Age influences recovery of systemic and mucosal immune responses following acute depletion of CD4 T cells.

We have examined the influence of recipient age on the recovery of the CD4 T cell compartment following in vivo treatment with anti-CD4. Mice were treated with anti-CD4 beginning in utero (adolescent), at 8 weeks (young adult), or at 52 weeks (old adult). Following acute CD4 depletion, adolescent mice recovered CD4 T cells rapidly (99% of age-matched controls at 5 weeks after anti-CD4 treatment).
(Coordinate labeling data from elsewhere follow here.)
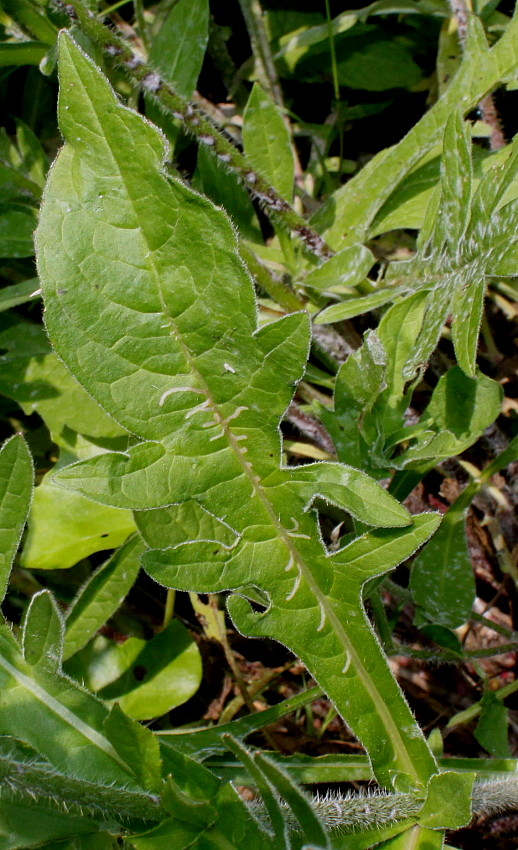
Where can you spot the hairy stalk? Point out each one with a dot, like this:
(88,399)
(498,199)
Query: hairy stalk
(310,427)
(32,783)
(461,9)
(253,15)
(352,812)
(269,282)
(194,121)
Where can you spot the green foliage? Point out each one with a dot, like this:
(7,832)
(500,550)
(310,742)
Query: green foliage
(158,386)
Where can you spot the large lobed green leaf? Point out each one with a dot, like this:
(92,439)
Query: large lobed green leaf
(150,307)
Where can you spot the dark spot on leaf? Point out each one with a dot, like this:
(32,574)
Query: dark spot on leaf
(139,672)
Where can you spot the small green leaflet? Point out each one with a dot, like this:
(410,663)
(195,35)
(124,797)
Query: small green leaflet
(16,482)
(467,238)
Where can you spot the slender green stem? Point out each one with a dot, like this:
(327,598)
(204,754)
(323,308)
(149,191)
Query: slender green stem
(270,283)
(141,22)
(169,607)
(474,710)
(113,8)
(336,85)
(197,123)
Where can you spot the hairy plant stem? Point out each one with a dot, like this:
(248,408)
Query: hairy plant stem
(253,15)
(461,9)
(195,122)
(32,783)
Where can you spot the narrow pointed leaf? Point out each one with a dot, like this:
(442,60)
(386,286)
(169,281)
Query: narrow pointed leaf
(350,211)
(16,481)
(57,717)
(43,632)
(101,596)
(179,46)
(267,143)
Young adult mice recovered more slowly (48% of control at 5 weeks), while old adult mice recovered less than 50% of control CD4 T cell numbers at 12 weeks after depletion. At 12 weeks after anti-CD4 treatment, adolescent mice made an enhanced anti-SRBC antibody response and young adult mice mounted a response comparable to their age-matched controls. In comparison, old adult mice mounted on anti-SRBC response that was only 57% that of their age-matched controls. By 1 week after cessation of anti-CD4 treatment, adolescent mice mounted normal systemic and intestinal responses to challenge with the thymic-dependent antigen cholera toxin (CT). In contrast, young adult mice recovered < 50% of age-matched control CT responsiveness by 5 weeks post-CD4 depletion. By 5 weeks post-CD4 depletion, young adult mice exhibited normal tolerance following enteric tolerization with ovalbumin. These findings underscore the importance of recipient age in designing or interpreting studies employing T cell depletion.